You could also block that address on your routers to just ignore the connection, set up .allow / .deny etc files for what ever services are available on your machine ... ie allow or deny specific IP ranges / domains etc from connecting to your machine.

PJTX100 · 05-06-2006, 10:16 AM

Quote:

Originally Posted by Ethics Gradient

You could also block that address on your routers to just ignore the connection, set up .allow / .deny etc files for what ever services are available on your machine ... ie allow or deny specific IP ranges / domains etc from connecting to your machine.

Thanks, that sounds like a good idea, I'll look into it.

PJTX100 · 05-06-2006, 10:19 AM

As a general question about this sort of attack, does this scale of attack happen all the time to servers connected to the internet?

I'm just trying to establish whether this is "par for the course" or something more systematic.

Ethics Gradient · 05-06-2006, 10:54 AM

Quote:

Originally Posted by PJTX100

As a general question about this sort of attack, does this scale of attack happen all the time to servers connected to the internet?

I'm just trying to establish whether this is "par for the course" or something more systematic.

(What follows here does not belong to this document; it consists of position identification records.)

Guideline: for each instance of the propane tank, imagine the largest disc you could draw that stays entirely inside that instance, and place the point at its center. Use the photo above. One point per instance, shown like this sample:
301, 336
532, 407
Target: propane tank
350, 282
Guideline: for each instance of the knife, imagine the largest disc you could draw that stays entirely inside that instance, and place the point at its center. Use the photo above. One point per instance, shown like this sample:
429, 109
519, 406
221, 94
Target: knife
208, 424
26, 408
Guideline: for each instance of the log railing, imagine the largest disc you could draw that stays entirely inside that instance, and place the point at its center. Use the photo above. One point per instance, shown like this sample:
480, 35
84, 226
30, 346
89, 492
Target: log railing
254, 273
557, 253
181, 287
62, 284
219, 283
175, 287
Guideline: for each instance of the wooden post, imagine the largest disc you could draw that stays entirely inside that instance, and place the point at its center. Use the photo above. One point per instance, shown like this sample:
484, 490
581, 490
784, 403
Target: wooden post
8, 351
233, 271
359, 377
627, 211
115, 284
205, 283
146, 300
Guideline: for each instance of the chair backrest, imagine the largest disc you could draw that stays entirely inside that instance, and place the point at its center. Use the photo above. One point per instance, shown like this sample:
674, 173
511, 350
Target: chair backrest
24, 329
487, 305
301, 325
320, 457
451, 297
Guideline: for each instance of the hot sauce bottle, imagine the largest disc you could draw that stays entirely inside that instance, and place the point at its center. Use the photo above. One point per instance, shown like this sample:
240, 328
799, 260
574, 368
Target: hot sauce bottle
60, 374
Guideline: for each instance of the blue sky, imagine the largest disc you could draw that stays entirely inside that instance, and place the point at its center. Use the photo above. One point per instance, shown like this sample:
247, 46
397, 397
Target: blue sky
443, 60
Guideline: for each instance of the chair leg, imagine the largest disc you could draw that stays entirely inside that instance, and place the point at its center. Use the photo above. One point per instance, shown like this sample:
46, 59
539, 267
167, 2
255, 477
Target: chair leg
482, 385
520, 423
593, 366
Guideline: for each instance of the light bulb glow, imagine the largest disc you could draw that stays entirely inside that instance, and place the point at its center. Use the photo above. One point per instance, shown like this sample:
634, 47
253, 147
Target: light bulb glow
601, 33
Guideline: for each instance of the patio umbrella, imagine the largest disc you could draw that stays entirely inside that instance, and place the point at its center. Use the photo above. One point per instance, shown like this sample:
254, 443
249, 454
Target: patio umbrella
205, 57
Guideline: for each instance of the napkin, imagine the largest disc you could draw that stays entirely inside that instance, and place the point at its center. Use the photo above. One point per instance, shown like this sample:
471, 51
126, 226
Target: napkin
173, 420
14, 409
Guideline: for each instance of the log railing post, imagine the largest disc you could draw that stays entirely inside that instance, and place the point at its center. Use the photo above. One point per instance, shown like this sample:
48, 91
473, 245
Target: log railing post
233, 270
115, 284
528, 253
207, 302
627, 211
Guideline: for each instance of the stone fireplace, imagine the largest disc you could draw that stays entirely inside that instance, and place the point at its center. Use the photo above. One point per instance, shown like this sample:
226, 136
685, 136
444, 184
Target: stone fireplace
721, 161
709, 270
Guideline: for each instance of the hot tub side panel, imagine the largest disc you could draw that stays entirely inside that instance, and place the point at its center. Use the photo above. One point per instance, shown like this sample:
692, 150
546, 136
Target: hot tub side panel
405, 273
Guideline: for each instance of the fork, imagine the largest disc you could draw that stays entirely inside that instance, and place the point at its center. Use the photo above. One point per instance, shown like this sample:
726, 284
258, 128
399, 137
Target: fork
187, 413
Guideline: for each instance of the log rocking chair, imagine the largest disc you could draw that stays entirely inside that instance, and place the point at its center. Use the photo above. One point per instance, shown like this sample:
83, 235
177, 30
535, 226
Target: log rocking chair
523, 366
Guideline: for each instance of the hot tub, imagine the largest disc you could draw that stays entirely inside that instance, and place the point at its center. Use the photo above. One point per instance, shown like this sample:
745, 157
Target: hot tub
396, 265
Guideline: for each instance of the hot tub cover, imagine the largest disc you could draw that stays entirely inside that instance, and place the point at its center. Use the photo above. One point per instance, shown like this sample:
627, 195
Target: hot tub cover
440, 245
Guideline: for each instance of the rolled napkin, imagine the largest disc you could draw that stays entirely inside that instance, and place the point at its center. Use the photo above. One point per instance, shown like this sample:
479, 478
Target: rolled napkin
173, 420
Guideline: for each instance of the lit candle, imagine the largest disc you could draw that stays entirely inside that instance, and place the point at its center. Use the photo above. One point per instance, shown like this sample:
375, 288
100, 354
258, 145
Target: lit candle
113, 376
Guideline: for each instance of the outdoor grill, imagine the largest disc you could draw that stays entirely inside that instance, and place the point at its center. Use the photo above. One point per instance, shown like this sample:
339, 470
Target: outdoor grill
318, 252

yes - people uses scripts on vast ranges of IP's looking for machines that are directly connected / have a redirect to them ... then see if they get a response to validate the operating system ... then start port scanning and log the results.
Then when they find ports that respond with a prompt / login - they try to either brute force ( dictionary type crack ) or look for things like a mail server running an older version with a known bug and try to break it dropping them into root for example.

--- then there are the focused attacks - ex employees, friends, pressure groups, people with grudges etc that target directly. These are where you would see DoS attacks etc.

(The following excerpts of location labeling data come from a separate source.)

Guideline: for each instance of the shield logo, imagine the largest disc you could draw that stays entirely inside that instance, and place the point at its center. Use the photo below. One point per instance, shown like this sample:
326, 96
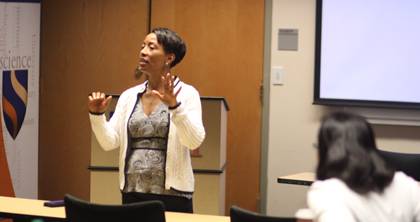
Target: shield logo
15, 98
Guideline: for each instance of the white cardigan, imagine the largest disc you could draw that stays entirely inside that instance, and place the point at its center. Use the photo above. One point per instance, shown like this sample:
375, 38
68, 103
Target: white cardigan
186, 131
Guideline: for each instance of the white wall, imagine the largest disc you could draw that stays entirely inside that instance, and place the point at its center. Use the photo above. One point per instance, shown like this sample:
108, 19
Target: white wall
294, 120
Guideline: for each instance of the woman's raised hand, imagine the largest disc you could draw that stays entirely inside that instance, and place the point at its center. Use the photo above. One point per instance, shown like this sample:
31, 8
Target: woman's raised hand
98, 103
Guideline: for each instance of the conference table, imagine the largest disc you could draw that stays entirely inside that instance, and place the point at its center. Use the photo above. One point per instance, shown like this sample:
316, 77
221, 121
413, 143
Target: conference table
12, 207
304, 178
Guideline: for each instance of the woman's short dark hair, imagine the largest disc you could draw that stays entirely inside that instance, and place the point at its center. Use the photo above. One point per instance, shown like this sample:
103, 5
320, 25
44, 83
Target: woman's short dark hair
171, 43
347, 151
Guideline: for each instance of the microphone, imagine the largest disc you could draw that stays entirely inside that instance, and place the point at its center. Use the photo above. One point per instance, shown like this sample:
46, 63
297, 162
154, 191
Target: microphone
137, 73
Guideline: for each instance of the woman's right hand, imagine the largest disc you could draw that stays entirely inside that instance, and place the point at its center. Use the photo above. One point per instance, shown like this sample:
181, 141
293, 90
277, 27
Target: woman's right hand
98, 103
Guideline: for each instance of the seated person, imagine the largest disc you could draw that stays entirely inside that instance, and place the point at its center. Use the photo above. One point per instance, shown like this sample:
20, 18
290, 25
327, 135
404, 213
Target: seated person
354, 183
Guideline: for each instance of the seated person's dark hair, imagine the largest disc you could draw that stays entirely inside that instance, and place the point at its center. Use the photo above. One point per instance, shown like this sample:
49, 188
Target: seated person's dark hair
347, 151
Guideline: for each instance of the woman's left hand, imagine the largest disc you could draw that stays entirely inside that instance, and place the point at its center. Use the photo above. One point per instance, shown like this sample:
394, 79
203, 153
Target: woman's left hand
166, 93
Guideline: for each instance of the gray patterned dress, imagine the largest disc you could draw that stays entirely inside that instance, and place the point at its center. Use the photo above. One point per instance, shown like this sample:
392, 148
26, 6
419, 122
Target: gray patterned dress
145, 171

Chris Muriel · 05-06-2006, 1:44 PM

Indeed. If you have a router/firewall have a look at the logs and be afraid!
(Although many of the events will actually be quite legit and harmless).

Chris Muriel, Manchester

Dom996 · 05-06-2006, 9:20 PM

Quote:

Originally Posted by Ian J

Especially on AV Forums eh Dom

Ah, Ian it will surprise you to know that I have been moderating another forum, hence why I have been quiet on here for a while. It is hard work and I appreciate what you guys do.